A tarte basca que deu origem à A BASQA

A ideia de criar o projeto nasceu quando se tornou evidente que a tarte basca tinha conquistado um espaço singular no percurso de Hugo Candeias. A procura manteve-se ao longo do tempo e a tarte basca passou a ser identificada pelo público independentemente do contexto em que era apresentada.

“A determinada altura, percebemos que a tarte basca já tinha vida própria. As pessoas perguntavam sempre por ela e continuavam a voltar”, explica Hugo Candeias.

A BASQA surge, assim, centrada numa única criação. Em vez de desenvolver uma gama alargada de produtos, o chef decidiu concentrar o modelo de negócio numa confeção que já tinha demonstrado capacidade para se afirmar por si própria.

A opção acompanha também a intenção de tornar a sobremesa acessível em diferentes formatos, podendo ser encomendada inteira ou apreciada à fatia.

Uma tarte basca de interior cremoso

Na receita de Hugo Candeias, o contraste de texturas é um dos elementos centrais. O interior apresenta uma consistência cremosa, enquanto a superfície é levada a uma cozedura intensa, responsável pela camada caramelizada e profundamente tostada.

O sabor procura o equilíbrio entre o doce e o salgado, evitando que a tarte basca se torne enjoativa. O resultado é uma combinação em que a cremosidade do miolo encontra uma crosta exterior mais intensa, tanto na textura como no paladar.

A preparação parte do método tradicional de San Sebastián, mas inclui alguns detalhes introduzidos pelo chef. Alguns desses elementos permanecem reservados, fazendo parte daquilo que Hugo Candeias prefere não revelar sobre a sua versão.

A receita não assenta numa fórmula secreta, mas exige precisão na execução. É aí que entram os tempos, as temperaturas e a atenção às diferentes fases da preparação.

O tempo também faz parte da receita

A temperatura de cozedura segue sempre os mesmos parâmetros, mas o trabalho não termina quando a tarte sai do forno. A sobremesa precisa de repousar durante 24 horas antes de chegar ao cliente.

Esse período integra o próprio processo de confeção e permite que a textura evolua até ao ponto pretendido.
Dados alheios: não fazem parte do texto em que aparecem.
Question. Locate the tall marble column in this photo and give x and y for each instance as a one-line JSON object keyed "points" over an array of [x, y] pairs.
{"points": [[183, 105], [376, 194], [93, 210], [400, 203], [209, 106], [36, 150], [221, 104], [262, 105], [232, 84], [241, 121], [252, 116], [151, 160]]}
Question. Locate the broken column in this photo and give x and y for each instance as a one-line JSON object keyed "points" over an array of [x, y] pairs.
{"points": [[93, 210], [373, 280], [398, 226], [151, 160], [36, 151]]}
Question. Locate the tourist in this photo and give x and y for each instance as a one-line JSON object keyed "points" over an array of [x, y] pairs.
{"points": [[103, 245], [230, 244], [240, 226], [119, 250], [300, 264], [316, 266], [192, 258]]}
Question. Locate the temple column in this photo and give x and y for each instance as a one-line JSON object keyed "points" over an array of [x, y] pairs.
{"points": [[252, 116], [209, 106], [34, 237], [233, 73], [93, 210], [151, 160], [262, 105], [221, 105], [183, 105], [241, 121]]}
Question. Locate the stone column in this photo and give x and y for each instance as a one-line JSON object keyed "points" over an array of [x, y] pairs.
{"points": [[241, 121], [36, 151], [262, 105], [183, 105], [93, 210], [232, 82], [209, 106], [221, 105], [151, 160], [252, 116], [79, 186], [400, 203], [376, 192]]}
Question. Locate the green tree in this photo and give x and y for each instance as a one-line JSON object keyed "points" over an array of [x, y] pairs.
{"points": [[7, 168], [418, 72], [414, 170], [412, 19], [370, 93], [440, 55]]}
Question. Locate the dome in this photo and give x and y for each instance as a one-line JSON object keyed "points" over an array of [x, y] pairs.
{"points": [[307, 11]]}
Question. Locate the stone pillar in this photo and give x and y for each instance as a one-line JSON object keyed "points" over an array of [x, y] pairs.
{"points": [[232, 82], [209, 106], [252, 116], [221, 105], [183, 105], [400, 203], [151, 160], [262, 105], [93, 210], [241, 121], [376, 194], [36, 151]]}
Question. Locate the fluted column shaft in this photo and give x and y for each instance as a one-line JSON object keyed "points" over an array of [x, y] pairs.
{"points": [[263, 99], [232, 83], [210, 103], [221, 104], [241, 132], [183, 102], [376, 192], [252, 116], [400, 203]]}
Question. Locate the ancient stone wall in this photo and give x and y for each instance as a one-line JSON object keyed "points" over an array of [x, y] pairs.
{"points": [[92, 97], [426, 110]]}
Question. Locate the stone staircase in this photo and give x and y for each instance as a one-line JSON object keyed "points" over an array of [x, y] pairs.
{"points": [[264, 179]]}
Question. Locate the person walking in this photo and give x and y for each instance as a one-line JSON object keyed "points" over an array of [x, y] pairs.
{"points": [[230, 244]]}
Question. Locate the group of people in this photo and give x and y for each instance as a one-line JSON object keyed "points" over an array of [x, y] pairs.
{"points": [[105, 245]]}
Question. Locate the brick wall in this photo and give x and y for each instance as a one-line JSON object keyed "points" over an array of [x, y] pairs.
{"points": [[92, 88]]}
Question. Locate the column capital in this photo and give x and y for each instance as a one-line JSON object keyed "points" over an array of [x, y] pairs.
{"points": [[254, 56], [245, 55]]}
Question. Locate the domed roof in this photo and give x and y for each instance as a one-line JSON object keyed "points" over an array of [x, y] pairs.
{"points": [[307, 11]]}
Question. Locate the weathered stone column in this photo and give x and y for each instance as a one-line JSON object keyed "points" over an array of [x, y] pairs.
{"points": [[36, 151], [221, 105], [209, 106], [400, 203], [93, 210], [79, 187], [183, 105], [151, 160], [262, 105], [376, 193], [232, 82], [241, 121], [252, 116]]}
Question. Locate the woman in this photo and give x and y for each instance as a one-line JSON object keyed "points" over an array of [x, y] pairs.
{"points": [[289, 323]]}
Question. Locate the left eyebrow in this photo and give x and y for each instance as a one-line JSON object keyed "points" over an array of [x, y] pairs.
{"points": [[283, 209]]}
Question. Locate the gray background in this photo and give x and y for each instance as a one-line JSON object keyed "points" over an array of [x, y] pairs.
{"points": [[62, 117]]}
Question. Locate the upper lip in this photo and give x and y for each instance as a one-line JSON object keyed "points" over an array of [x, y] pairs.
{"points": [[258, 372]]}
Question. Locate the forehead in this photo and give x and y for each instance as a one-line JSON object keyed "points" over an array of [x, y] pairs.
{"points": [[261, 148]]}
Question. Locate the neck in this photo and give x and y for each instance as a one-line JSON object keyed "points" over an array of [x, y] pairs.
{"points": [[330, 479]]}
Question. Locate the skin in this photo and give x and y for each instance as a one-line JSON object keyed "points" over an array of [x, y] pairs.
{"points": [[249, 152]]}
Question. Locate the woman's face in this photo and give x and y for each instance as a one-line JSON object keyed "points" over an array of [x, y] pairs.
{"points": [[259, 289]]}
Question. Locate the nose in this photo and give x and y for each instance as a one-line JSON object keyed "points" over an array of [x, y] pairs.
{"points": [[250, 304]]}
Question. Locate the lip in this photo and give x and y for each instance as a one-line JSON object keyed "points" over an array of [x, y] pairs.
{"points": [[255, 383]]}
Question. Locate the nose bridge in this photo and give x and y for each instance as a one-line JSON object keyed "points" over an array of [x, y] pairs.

A espera é, por isso, tão importante quanto o tempo de forno.

Para Hugo Candeias, manter este padrão de forma consistente é um dos principais desafios. O chef rejeita a ideia de que exista um único segredo responsável pelo resultado. “Não acredito em segredos. Acredito em repetição, rigor e sensibilidade”, afirma.

A frase resume a abordagem: repetir os procedimentos, respeitar os parâmetros definidos e saber interpretar aquilo que acontece durante a cozedura.

Uma receita pensada para manter a consistência

A preocupação com a regularidade ganha particular importância numa sobremesa que passou a ser procurada de forma recorrente. O objetivo é que a experiência se mantenha reconhecível ao longo do tempo, sem depender do momento em que a tarte é provada.

Para isso, cada etapa precisa de ser rigidamente controlada. A temperatura, o tempo de forno e o repouso posterior contribuem para determinar a textura e o equilíbrio final.

É também esta exigência que está na base da decisão de A BASQA se dedicar a uma única especialidade. A marca nasce em torno de um produto concreto e do conhecimento acumulado pelo chef durante o seu desenvolvimento.

A BASQA nasce de uma receita já reconhecida

A criação da marca representa uma nova etapa para uma sobremesa que já tinha construído uma relação forte com o público. Em vez de surgir primeiro como conceito e só depois procurar um produto que o sustentasse, A BASQA faz o percurso inverso: parte de uma criação que já era célebre e transforma esse reconhecimento num projeto autónomo.

O resultado é um negócio com um foco muito definido, onde a tarte basca ocupa todo o espaço. A confeção mantém a inspiração na tradição de San Sebastián, mas assume a interpretação desenvolvida por Hugo Candeias, desde o equilíbrio dos sabores à textura e ao processo de preparação.

A BASQA está já disponível para encomenda, em formato inteiro. Os pedidos podem ser efetuados através do email [email protected].

A nova marca coloca, assim, uma criação que acompanhou diferentes momentos do percurso de Hugo Candeias no centro de um projeto próprio. O ponto de partida é uma tarte basca, mas o que se procura consolidar é uma identidade com características bem definidas e uma forma de preparação pensada para as preservar.